なみのりいるかの夢

しばらくは雑記です。

「貝と文明」ヘレン・スケールズ著 林裕美子訳

軟体動物としての貝から食料や新薬まで様々な貝について興味深い内容でした。

思ったより長く続いていたタカラガイを貨幣として使う貿易はキイロダカラと、ハナビラダカラを取引に使われていたとか。1億個もの貝が流通に乗っていたのも不思議な感じです。

海の絹で作られた布の話は物語が書けそうなくらい。足糸を布にするなんてなかなか思いつかない事なのに昔からあったらしい。ヨーロッパで作られていたというのだけど、日本では長い足糸の貝が生息していないので作られなかったのは残念な事。
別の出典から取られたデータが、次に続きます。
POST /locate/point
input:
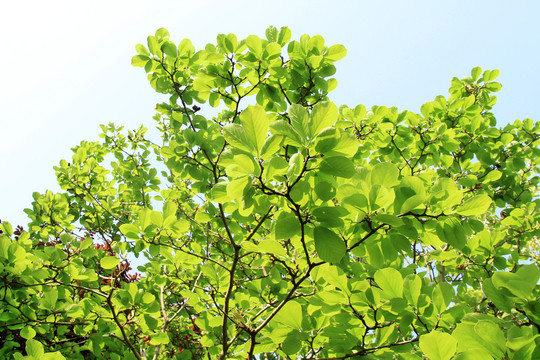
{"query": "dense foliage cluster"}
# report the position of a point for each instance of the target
(269, 223)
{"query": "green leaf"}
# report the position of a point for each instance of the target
(492, 335)
(476, 72)
(336, 52)
(475, 206)
(286, 226)
(391, 282)
(324, 115)
(56, 355)
(438, 345)
(300, 120)
(255, 124)
(34, 348)
(412, 288)
(236, 136)
(131, 231)
(159, 338)
(271, 33)
(27, 332)
(169, 48)
(327, 139)
(254, 44)
(330, 247)
(521, 283)
(385, 174)
(324, 190)
(339, 166)
(272, 247)
(413, 203)
(291, 135)
(284, 36)
(109, 262)
(492, 176)
(290, 315)
(442, 296)
(292, 343)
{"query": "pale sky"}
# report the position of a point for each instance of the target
(66, 64)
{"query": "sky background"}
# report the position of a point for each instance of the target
(66, 64)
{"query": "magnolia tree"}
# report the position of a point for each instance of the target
(289, 228)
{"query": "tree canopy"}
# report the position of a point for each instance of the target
(267, 222)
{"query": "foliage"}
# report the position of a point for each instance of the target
(286, 228)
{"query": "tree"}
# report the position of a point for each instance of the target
(284, 229)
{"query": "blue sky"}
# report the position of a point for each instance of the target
(66, 64)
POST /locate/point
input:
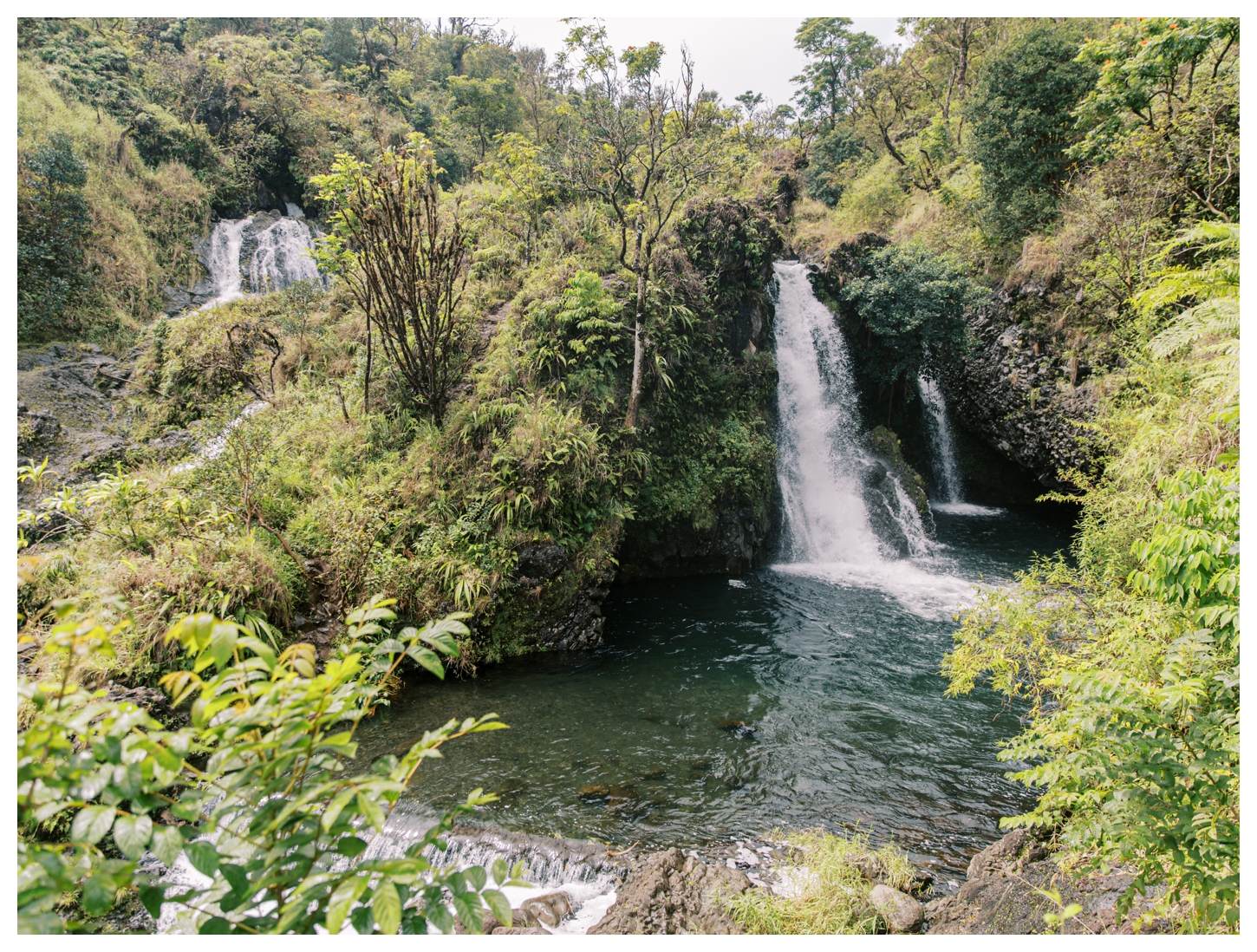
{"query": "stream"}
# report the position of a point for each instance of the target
(802, 694)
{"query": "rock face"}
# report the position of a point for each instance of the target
(900, 910)
(735, 544)
(1021, 398)
(1000, 896)
(670, 893)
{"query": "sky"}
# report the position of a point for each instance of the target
(731, 55)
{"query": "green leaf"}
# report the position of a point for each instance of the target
(427, 659)
(203, 857)
(132, 835)
(166, 844)
(237, 878)
(223, 642)
(92, 823)
(151, 896)
(386, 907)
(98, 892)
(343, 897)
(498, 902)
(215, 926)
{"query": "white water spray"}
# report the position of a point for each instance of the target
(950, 482)
(270, 257)
(824, 471)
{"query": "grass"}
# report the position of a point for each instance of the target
(827, 892)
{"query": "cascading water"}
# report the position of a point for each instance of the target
(223, 258)
(950, 483)
(948, 473)
(835, 497)
(282, 257)
(257, 254)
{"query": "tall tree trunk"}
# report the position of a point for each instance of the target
(639, 267)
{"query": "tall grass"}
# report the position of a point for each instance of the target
(826, 892)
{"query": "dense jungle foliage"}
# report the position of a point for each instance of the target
(612, 233)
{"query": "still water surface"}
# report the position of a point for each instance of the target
(795, 695)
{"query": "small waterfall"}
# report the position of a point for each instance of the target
(259, 254)
(948, 473)
(950, 482)
(848, 518)
(224, 258)
(282, 257)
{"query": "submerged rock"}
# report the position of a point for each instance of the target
(902, 912)
(670, 893)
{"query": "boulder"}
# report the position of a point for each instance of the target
(902, 912)
(670, 893)
(548, 910)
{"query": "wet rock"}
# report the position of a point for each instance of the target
(153, 701)
(902, 912)
(548, 910)
(580, 625)
(1028, 407)
(100, 452)
(542, 561)
(1006, 856)
(733, 544)
(670, 893)
(171, 446)
(1005, 895)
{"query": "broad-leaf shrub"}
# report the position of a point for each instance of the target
(257, 792)
(1134, 736)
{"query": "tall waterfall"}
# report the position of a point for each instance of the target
(257, 254)
(948, 473)
(846, 518)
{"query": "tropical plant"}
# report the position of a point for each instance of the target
(256, 793)
(404, 258)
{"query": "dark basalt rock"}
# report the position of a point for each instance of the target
(734, 544)
(670, 893)
(1022, 399)
(544, 561)
(1005, 895)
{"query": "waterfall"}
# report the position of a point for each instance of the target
(282, 257)
(257, 254)
(950, 482)
(848, 518)
(944, 453)
(224, 258)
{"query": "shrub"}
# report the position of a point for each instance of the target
(253, 793)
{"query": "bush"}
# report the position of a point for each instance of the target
(253, 793)
(827, 890)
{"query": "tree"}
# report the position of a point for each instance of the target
(829, 84)
(1024, 126)
(909, 306)
(52, 218)
(642, 147)
(404, 257)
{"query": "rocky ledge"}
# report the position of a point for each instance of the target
(1022, 396)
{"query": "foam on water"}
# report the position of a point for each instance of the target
(823, 457)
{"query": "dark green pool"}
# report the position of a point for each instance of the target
(790, 697)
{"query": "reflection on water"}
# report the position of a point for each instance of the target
(795, 698)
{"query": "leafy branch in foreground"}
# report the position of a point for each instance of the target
(256, 793)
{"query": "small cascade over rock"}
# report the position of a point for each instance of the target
(253, 256)
(944, 452)
(947, 471)
(848, 518)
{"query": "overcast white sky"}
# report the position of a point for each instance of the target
(731, 55)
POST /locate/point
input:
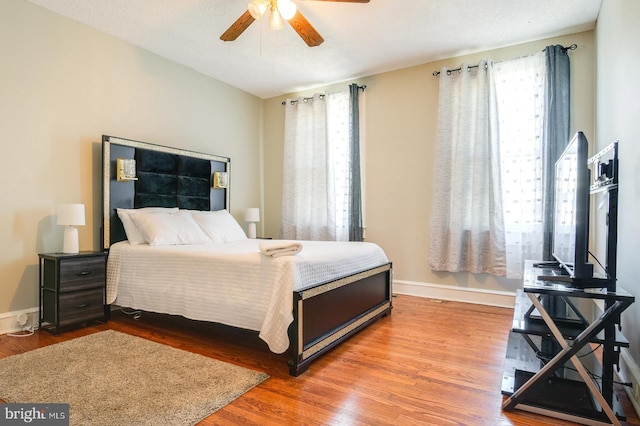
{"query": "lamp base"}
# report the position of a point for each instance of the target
(251, 230)
(70, 244)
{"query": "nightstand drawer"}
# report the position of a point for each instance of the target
(81, 306)
(81, 273)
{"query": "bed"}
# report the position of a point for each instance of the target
(305, 303)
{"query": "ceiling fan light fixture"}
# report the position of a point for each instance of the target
(275, 20)
(257, 8)
(287, 9)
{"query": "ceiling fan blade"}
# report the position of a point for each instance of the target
(238, 27)
(305, 30)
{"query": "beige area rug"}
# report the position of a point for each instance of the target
(112, 378)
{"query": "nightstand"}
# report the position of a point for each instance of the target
(72, 289)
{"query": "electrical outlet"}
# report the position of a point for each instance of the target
(22, 319)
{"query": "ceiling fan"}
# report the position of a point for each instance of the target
(279, 10)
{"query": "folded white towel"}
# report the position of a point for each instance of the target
(280, 248)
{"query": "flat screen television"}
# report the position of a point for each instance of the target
(570, 242)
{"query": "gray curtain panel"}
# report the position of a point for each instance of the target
(556, 129)
(355, 193)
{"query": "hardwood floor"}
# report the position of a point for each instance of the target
(428, 363)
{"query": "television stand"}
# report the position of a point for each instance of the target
(550, 367)
(559, 278)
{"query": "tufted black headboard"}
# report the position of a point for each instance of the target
(167, 177)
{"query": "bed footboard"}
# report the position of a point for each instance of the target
(329, 313)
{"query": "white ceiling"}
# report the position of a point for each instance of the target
(361, 39)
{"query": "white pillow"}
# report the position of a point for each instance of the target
(133, 234)
(162, 229)
(219, 225)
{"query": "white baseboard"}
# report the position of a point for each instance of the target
(9, 320)
(502, 299)
(630, 372)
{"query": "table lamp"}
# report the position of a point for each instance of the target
(251, 216)
(70, 215)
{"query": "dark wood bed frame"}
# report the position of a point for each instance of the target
(324, 314)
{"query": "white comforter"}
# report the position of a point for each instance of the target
(230, 283)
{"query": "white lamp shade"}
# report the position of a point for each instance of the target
(252, 214)
(275, 20)
(71, 214)
(287, 9)
(257, 8)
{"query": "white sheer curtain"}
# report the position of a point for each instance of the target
(315, 168)
(520, 90)
(488, 195)
(467, 229)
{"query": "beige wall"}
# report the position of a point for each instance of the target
(618, 112)
(401, 127)
(64, 85)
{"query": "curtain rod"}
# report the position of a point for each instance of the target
(469, 67)
(294, 101)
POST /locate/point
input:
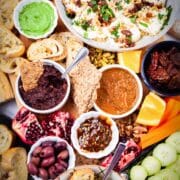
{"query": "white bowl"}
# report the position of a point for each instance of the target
(97, 169)
(55, 108)
(147, 40)
(101, 153)
(138, 100)
(72, 158)
(20, 7)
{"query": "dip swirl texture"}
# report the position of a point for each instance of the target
(36, 18)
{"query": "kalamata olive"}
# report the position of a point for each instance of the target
(35, 160)
(37, 151)
(59, 168)
(43, 174)
(47, 143)
(60, 146)
(63, 154)
(63, 163)
(47, 152)
(52, 172)
(48, 161)
(32, 169)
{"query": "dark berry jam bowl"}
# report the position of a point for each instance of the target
(160, 72)
(47, 107)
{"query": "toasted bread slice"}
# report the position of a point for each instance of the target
(10, 45)
(6, 92)
(6, 12)
(6, 139)
(14, 162)
(83, 174)
(44, 49)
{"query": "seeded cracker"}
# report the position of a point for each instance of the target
(30, 74)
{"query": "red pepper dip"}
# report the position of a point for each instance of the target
(49, 92)
(118, 91)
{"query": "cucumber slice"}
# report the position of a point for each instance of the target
(152, 165)
(176, 166)
(174, 140)
(138, 173)
(165, 153)
(167, 174)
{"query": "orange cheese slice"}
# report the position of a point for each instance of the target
(152, 110)
(131, 59)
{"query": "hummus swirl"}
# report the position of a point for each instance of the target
(36, 18)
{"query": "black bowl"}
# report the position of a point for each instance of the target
(162, 46)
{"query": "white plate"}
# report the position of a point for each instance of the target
(147, 40)
(102, 153)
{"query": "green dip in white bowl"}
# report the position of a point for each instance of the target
(35, 18)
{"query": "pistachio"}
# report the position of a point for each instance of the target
(102, 58)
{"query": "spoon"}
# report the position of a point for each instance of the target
(116, 157)
(83, 52)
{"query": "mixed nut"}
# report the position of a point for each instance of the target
(101, 58)
(49, 160)
(129, 129)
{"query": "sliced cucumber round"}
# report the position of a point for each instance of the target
(174, 140)
(152, 165)
(165, 153)
(167, 174)
(138, 173)
(176, 166)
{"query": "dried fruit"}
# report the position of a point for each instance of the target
(46, 162)
(47, 152)
(43, 173)
(131, 151)
(163, 71)
(32, 169)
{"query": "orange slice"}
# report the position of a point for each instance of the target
(131, 59)
(152, 110)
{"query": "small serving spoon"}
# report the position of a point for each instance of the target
(116, 157)
(83, 52)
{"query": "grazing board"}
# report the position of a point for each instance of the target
(87, 109)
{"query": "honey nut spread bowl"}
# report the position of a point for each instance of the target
(57, 106)
(72, 157)
(139, 92)
(42, 18)
(101, 153)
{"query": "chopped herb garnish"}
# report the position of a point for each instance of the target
(143, 24)
(169, 10)
(86, 34)
(133, 19)
(94, 5)
(119, 6)
(77, 23)
(160, 16)
(106, 13)
(89, 10)
(115, 31)
(83, 23)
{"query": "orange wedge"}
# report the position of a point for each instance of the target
(152, 110)
(131, 59)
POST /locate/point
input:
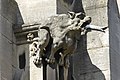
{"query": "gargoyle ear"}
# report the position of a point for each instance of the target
(71, 14)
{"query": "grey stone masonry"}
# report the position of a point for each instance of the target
(114, 24)
(8, 63)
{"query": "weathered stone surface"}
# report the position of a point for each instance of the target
(114, 22)
(35, 11)
(6, 58)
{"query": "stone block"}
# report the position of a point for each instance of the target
(99, 16)
(35, 73)
(93, 4)
(6, 58)
(100, 58)
(99, 75)
(8, 10)
(6, 28)
(36, 10)
(93, 40)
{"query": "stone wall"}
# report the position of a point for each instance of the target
(92, 59)
(33, 11)
(114, 24)
(8, 17)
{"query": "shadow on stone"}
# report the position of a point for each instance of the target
(81, 67)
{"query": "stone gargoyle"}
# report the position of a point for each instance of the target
(63, 29)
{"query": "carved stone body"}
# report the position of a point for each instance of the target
(60, 33)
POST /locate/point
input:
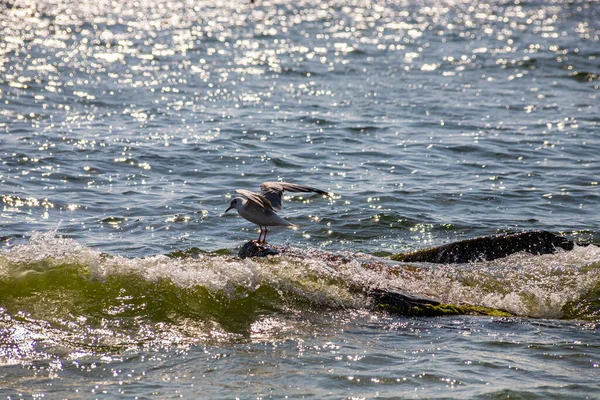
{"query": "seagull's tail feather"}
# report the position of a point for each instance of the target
(292, 187)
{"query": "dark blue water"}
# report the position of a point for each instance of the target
(125, 128)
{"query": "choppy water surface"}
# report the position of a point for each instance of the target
(126, 127)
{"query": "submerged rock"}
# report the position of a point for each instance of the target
(255, 249)
(387, 299)
(488, 248)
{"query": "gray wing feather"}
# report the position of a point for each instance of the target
(273, 191)
(256, 198)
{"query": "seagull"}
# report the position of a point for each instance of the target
(261, 208)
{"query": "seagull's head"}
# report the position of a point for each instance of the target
(235, 203)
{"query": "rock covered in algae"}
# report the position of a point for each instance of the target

新種についても色々と。海の中ということもあってまだまだ新種が見つかる世界なんですって。

イモガイから新薬が研究されているのも興味深い。

菜食主義の方々がカキやイガイなどは植物的だから食べても大丈夫と分類しているのが面白かった。痛みを感じる器官があるかどうかが重要らしい。特にカキは餌を与えることもなく薬を与えることもなく環境負荷の少ない食糧になるらしい。海水を濾して餌をとるので水質改善にもなって良いのだろう。

貝は海の環境指標にもなるだろうから今後は養殖も増えていくのかもしれない。貝について色々知れて良かった。